I believe this is worthy of criticism. For sites as big as YouTube AI might be the only way forward, but if that is the case, we should consider if sites like YouTube are viable in that case. Perhaps spaces for humans can only be reasonably lead by humans.
I believe in terms of classifying content to be acceptable or unacceptable, we can do so without creating impossible to understand magic boxes. I prefer a model similar to that of the Mastodon/Fediverse where where instead of building massive silos, which become impossible to moderate, we build interconnected communities. These communities are responsible of moderating themselves and communities that fail to do so in ways we deem necessary get cast out of our federation. Not only does this allow disagreement of the standards we set upon ourselves but it also distributes the moderation burden.

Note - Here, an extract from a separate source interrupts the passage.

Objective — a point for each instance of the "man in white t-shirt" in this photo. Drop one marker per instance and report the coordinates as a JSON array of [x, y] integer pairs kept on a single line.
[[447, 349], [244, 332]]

But in general, I believe we should inspect very carefully what kind of power we put in the hands of AI. We should naturally also be critical of what power we give to software, but in terms of software at least issues of responsibility and ability to fix problems are more clear. In my view, the optimal scenario in terms of utilizing AI would be to leave hard, but ultimately not very important tasks for AIs where the potential harm caused by wrong decisions is minimal. In cases where decisions have potentially harmful consequences, a human should at least monitor and verify these decisions, if only to have a human we can ask for an explanation after mistakes are made.